Northern Ireland politicians from across the spectrum have paid tribute to former Lib Dem leader Charles Kennedy, whose death at the age of 55 has shocked Westminster.
Mr Kennedy had served as an MP for 32 years, but was ousted from his Ross, Skye and Lochaber constituency last month as the SNP swept the board north of the border in the general election.
Former Lib Dem leader Nick Clegg said Mr Kennedy’s death “robs Britain of one of the most gifted politicians of his generation”, while Prime Minister David Cameron said he was “deeply saddened” by the loss of a man he described as “a talented politician who has died too young”.
Police were called out to Mr Kennedy’s home in Fort William on Monday, after being alerted by the ambulance service. It is understood that the politician’s body was found in the house by a friend. The cause of his death is not yet known but it is not thought by police to be suspicious.
DUP deputy leader Nigel Dodds said Mr Kennedy was one of the few politicians in the United Kingdom “who successfully transcended the political world and made a real connection with the public right across the country”.
He added that he had devoted his entire adult life over 30 years to public service.
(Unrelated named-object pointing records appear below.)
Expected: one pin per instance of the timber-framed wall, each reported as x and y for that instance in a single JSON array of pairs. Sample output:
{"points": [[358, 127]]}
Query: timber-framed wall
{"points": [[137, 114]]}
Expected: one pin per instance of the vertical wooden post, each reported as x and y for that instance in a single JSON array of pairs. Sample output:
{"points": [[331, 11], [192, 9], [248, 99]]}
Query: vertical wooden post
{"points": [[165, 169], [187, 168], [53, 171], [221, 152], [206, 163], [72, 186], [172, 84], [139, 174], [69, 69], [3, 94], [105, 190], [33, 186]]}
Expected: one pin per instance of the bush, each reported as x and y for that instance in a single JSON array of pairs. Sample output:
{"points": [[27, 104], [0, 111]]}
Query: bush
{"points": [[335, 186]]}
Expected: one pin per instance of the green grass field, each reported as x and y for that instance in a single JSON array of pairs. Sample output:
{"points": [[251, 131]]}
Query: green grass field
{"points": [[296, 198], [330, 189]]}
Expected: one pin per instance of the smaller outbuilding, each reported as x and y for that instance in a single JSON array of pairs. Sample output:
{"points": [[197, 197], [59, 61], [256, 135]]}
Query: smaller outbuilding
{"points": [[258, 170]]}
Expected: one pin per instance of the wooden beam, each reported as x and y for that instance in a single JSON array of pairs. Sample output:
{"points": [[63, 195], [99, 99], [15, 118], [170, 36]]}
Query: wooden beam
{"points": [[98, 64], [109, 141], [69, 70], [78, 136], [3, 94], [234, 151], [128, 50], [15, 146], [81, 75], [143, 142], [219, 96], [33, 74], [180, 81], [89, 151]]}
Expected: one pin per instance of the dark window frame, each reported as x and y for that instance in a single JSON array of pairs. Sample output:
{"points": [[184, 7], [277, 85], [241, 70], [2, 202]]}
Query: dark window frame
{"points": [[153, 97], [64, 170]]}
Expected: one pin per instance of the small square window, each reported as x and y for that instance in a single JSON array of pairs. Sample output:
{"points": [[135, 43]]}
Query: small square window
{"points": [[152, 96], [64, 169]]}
“His battle against alcoholism undoubtedly impacted upon his career and the further legacy he could have created had he been able to continue leading his party,” he said. “Our thoughts are with his family, friends and colleagues who will be mourning the loss of someone who was deeply loved and who made an impact not only on Parliament and the United Kingdom, but upon all those who knew him. We offer them our deepest condolences.”
The Alliance Party’s Naomi Long said: “Charles was a politician for whom I had great admiration, even before I had the privilege of knowing him personally. Having met him several times at Alliance events, I was privileged to have him as my guest of honour to speak at my Lord Mayoral installation dinner.”
Her party leader David Ford said Mr Kennedy was “a politician of deep principle; never afraid of being unpopular if he was standing up for what was right”.
SDLP leader Dr Alasdair McDonnell said Mr Kennedy often demonstrated “the greatest qualities of any MP in recent decades”.
“A true liberal, his dedication to reason and progressive politics was epitomised when he led the opposition to the invasion of Iraq,” one of the many causes the SDLP and Lib Dems agreed on.